Any decent salesperson or marketer will tell you the power of belief. It’s what drives human behavior. Hierarchically, feeling sits below belief. It connects the conscious with the unconscious/subconscious mind. The latter processes about 18,333,333% (yes, percent) more information than the conscious.
By ignoring emotions and feelings, you cut off your access to one of the most potent information sources available to every human.
Biohackers push the limits of possibility.
The Smarter Approach to Biohacking
At the forefront of (augmented) human potential lies risk and danger.
You can get far better results without potential harm by simply avoiding the most common biohacking mistakes.
Perhaps the most pervasive is the reductionist approach.
Humans are not linear creatures. Introduce a drug, supplement, or intervention, and it never has just one single effect.
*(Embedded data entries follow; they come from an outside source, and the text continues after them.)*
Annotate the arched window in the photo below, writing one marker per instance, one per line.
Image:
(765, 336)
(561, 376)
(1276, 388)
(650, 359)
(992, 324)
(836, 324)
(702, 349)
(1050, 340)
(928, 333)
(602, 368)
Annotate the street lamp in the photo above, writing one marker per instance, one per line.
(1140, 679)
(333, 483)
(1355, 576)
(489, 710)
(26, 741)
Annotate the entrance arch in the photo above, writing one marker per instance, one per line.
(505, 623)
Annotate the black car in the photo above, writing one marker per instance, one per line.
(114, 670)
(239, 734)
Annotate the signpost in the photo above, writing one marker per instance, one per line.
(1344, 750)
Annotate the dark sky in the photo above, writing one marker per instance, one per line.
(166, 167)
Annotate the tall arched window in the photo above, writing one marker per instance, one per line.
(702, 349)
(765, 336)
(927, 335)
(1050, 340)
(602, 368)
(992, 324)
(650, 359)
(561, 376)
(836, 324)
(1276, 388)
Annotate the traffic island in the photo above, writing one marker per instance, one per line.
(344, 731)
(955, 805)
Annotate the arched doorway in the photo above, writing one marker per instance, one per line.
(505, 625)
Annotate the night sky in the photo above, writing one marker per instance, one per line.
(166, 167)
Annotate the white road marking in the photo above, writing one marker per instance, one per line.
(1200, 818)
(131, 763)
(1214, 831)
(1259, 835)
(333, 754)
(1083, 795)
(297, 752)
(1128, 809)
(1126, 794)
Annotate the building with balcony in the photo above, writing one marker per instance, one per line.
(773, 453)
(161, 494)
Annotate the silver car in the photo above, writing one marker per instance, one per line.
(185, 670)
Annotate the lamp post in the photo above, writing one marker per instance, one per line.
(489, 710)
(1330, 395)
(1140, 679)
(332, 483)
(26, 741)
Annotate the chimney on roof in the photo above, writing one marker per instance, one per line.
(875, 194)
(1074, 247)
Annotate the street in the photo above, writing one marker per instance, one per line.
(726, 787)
Rather, humans are made up of systems of systems (cybernetics).
Everything we do, sense, or think causes an electrobiomagnetochemical chain reaction.
The integrative approach is the only one that incorporates this and that works well over the long term.
That’s why veteran biohackers eventually realize that biohacking has its dark sides. And why they eventually switched to Bioharmony and immediately avoided all these issues.